How had he never noticed them before? Surely this was why he had come here in the first place? To pledge himself, to become the thrall of such a majestic creature. His memory stretched back, trying to recall why and how he had come here - but like that immense paw that so effortlessly crushed his torch, the twinkling thoughts were snuffed out one by one. The candlelight of memories outside this moment were smothered under all-consuming smoke.

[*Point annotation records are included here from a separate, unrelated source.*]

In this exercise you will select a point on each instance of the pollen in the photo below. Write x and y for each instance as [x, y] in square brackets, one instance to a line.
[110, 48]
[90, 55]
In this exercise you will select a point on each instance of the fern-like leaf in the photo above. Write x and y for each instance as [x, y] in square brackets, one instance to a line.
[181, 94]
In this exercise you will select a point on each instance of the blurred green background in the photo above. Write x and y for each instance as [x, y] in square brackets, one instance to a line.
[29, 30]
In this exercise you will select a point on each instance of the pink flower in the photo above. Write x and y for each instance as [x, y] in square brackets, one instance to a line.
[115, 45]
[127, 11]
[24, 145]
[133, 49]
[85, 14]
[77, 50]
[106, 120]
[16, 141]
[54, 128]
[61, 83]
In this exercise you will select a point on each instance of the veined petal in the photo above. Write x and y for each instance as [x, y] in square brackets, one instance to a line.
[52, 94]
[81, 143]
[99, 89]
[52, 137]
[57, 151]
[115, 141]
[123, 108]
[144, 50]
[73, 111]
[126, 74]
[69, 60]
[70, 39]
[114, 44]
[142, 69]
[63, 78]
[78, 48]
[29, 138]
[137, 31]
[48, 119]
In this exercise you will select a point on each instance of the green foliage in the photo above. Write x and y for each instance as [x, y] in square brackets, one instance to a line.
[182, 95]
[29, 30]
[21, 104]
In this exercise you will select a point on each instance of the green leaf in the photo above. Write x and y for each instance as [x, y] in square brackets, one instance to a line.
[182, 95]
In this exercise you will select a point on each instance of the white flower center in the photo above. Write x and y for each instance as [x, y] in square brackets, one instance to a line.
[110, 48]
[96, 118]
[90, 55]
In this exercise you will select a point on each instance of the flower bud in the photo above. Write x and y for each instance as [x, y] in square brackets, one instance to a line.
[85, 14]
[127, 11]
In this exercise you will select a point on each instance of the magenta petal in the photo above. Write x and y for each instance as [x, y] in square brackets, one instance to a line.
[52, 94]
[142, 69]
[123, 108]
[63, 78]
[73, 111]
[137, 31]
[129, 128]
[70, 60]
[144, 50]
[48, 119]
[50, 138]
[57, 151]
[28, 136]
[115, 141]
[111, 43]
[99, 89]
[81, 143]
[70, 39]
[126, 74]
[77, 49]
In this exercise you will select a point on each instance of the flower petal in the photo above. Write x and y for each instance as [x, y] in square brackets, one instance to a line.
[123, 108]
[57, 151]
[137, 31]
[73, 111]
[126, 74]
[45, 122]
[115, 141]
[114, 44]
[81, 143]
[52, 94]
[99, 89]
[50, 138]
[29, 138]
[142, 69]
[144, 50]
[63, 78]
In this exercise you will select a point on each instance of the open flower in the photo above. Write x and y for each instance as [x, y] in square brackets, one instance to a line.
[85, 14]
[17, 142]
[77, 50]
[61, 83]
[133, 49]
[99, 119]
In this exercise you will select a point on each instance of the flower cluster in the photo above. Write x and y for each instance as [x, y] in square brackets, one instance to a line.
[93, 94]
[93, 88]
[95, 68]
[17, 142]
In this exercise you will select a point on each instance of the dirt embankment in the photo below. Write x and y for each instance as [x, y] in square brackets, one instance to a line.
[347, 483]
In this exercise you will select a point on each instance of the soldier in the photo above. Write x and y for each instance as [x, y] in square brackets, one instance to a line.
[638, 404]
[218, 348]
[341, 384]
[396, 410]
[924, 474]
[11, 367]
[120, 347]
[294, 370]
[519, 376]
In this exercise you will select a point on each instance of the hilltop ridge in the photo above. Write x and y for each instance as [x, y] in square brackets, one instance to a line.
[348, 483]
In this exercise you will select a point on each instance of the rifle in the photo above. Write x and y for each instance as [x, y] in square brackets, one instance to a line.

There was nothing before this moment. There was nothing else but this moment.
Whether by his own absent minded stepping or the delirious guidance of that smoky appendage, he found himself standing before the great cat. His frame leered over powerfully. A great neck curled around him - inhaling along his hair and shoulders as if to discern whose property he was. He belonged, of course, to that immense feline. He always had. He always would. A tremble rumble of satisfaction affirmed this universal fact. Broad paws swept out in a relaxed pose. The divine entity arched his back - laying on that belly and lowering his muzzle before Caudle’s chest. A searing breath kneaded down over his hands, as that tail loosened up just enough to permit his arms to lift. They were required. He was needed. The master mew sought his attention and he was eager to deliver it. Caudle’s hands lifted. Numb with inactivity - they struggled for feeling as they drifted over that immense muzzle. Fingers drifted through that spotted fur – seeking out whisker bases to knead and tend to. An immense desire to please consumed him and when that resonating purr rewarded him, he felt complete.